Frau Braun offers me another Mozart chocolate ball and shakes her head. “She was just so tall and beautiful. I’d never seen anyone like that.”
Geli, short for Angela: Hitler’s half-niece, love object, angel. Although the precise physical nature of that “love” has been the subject of heated debate among historians for more than half a century, there is little doubt she was, as William Shirer puts it, “the only truly deep love affair of his life.” Joachim Fest, the respected German biographer of Hitler, calls Geli “his great love, a tabooed love of Tristan moods and tragic sentimentality.” His great love—and perhaps his first victim.
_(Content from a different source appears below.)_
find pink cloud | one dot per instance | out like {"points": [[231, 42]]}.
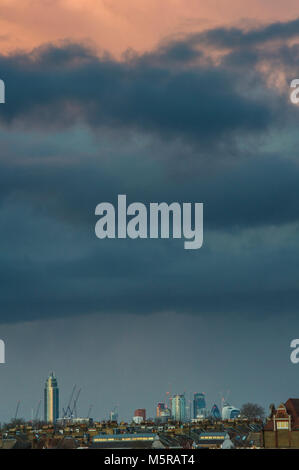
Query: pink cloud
{"points": [[117, 25]]}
Who was Geli? While many testify to the peculiar power of her beauty—she was “an enchantress,” said Hitler’s photographer; “a princess, people on the street would turn around” to stare at her, according to Emil Maurice, Hitler’s chauffeur—the question of her character is a matter of dispute. Was she the perfect image of Aryan maidenhood, as Hitler exalted her? Or an “empty-headed little slut” manipulating her besotted uncle, as one resentful Hitler confidant depicts her?
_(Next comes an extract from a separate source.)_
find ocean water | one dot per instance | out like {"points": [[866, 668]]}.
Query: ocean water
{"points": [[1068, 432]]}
“No other woman linked to Hitler has exerted the kind of fascination for succeeding generations” that Geli has, Der Spiegel said recently. “Geli’s sudden and apparently inexplicable death has challenged the imagination of contemporaries and later historians,” writes Robert Waite in The Psychopathic God: Adolf Hitler.
Part of the continuing fascination with Geli, this enigmatic femme fatale, is that she had such a pronounced impact on Hitler—and that an examination of their doomed affair may be a window into the “mysterious darkness” of Hitler’s psyche. “With the single exception of his mother’s death,” Waite believes, “no other event in his personal life had hit him so hard.” Waite cites a comment Hermann Göring made at the Nuremberg trials: “Geli’s death had such a devastating effect on Hitler that it . . . changed his relationship to all other people.”